Annoyed that the servers were moving very very slowly. “Why is this taking forever to even get a menu? Haven’t they noticed me?” I was annoyed in utter paradise for a SOLID 15-20 minutes. And then I ordered my lunch and was annoyed even more. “this is so disorganized” I thought. I had purchased the breakfast, lunch and dinner accommodations for this trip. I had checked in. “Didn’t they know?” I had worked so many damn hours to be able to pay for this. “I’m HUNGRY”. (Disclaimer, I do not express this outwardly because one of my #1 tenants in life is to never be mean to service people).
And then privilege came slamming into me. And the busyness of Chicago came slamming into me. And the rapid pace of how I currently live my life came slamming into me. And then I had an epiphany. The lightbulb moment. The “you’re annoyed because life is teaching you a lesson right now” moment.
Oh, “this is how it is here”. People are RELAXED. They don’t NOT care, they’re actually very kind and courteous despite my terrible attempt at Spanglish (why didn’t I learn more before I came and listened to Audible?). The waitstaff smile, they move softly and gingerly like they’re actually ENJOYING the moment. Ah, this is actually what life is about.
I looked at the ocean. I closed my eyes. I listened to the waves, I felt the sun, I felt the breeze and listened to the sounds and held the image of the cerulean blue water in my minds eye. And I could literally feel ALL of Chicago slip away. All of it. Every little piece.
That doesn’t mean that the rest of the trip was without my ego getting in the way. The judging, the discerning. I like this or I don’t like that. Or the second massage was better than the first one (ridiculous, right?). Or those yoga teachers are better than THAT one (it was a wellness retreat). I like this hotel guest and that one annoys me. This centoe is better than this one (also ridiculous). We do it ALL THE TIME when you start to notice. We are constantly comparing. And it took me a LONG time to not do an internal comparison often.

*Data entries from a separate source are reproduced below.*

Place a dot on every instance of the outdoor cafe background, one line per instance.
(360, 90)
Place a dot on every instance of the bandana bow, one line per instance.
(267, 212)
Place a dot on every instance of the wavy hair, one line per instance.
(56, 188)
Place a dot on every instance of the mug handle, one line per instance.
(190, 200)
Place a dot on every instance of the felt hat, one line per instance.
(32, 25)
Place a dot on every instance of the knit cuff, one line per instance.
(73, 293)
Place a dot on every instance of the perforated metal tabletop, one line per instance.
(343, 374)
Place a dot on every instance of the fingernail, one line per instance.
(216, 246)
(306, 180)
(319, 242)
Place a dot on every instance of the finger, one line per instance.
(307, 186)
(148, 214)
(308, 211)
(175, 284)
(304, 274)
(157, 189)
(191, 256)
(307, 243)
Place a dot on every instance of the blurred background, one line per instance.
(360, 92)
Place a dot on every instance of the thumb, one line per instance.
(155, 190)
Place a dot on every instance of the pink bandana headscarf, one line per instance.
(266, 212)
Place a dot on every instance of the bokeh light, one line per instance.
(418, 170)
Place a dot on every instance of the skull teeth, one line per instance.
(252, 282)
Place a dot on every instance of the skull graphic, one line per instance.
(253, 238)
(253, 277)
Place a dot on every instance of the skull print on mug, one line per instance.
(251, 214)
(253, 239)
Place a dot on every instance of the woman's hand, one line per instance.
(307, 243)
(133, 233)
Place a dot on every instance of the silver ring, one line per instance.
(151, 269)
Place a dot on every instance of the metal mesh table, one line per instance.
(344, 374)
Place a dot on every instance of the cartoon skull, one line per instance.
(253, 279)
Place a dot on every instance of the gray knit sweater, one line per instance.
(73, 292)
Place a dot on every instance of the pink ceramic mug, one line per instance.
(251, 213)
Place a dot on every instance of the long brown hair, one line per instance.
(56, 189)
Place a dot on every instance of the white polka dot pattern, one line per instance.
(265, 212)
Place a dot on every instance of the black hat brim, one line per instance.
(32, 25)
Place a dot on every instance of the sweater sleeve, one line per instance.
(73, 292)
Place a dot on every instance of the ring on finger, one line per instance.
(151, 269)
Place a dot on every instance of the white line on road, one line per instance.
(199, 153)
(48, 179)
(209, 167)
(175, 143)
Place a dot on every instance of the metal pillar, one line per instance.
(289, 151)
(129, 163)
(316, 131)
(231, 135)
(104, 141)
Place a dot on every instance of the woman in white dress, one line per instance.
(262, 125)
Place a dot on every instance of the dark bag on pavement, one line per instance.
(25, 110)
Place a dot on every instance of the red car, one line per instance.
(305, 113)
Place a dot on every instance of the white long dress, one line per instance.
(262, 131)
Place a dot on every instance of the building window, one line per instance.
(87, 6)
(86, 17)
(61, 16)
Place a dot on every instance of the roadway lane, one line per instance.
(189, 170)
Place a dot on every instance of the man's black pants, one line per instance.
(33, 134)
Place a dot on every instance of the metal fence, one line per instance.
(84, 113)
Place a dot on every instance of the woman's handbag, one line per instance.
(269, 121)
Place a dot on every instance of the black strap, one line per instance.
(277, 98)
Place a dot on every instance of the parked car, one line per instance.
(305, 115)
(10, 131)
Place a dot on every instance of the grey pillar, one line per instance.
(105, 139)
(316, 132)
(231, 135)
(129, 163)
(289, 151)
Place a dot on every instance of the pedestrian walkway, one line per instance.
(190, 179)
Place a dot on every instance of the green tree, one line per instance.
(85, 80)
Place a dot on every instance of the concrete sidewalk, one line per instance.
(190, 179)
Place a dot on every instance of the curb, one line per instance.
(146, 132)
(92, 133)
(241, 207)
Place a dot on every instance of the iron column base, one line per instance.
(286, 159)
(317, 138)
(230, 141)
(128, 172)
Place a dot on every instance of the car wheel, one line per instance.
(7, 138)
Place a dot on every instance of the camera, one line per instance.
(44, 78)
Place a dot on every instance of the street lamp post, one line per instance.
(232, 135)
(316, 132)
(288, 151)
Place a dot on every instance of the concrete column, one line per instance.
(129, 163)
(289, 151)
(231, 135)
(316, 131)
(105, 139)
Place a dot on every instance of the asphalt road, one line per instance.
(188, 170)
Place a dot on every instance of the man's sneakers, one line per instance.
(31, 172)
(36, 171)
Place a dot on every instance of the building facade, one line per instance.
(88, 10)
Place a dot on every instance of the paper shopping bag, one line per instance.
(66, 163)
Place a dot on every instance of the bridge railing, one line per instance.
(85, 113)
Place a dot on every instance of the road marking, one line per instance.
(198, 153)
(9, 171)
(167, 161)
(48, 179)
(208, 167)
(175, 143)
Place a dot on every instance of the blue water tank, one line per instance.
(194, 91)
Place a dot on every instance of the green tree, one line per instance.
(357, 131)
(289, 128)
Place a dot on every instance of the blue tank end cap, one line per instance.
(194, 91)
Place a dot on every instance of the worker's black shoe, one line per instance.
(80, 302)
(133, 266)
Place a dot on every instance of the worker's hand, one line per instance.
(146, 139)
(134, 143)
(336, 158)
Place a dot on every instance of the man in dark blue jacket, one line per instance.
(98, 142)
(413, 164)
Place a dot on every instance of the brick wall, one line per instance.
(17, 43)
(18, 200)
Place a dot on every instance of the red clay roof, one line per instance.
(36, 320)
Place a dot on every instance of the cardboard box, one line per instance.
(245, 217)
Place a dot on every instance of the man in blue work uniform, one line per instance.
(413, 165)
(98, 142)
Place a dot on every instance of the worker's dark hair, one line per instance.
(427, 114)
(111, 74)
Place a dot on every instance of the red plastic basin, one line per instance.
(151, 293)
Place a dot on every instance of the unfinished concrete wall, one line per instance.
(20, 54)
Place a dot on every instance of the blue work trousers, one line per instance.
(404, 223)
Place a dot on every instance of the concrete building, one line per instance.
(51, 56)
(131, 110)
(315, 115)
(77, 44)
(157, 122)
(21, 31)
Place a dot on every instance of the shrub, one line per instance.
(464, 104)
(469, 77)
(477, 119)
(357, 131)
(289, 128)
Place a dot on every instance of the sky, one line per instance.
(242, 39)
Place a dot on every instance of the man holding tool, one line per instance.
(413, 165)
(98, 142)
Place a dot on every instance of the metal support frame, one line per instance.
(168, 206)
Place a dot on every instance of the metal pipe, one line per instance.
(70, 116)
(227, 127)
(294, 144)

How many people do that? Her car is better than mine, their house is better than mine, she’s skinnier. When you start to notice HOW MANY TIMES a day you do this judging/ comparing/ discerning thing, it’s quite shocking. The point is that when you’re doing this or wishing that things were different- you are not present. Simple as that. You’re not able to enjoy the moment. You’re not able to close your eyes and listen to the ocean.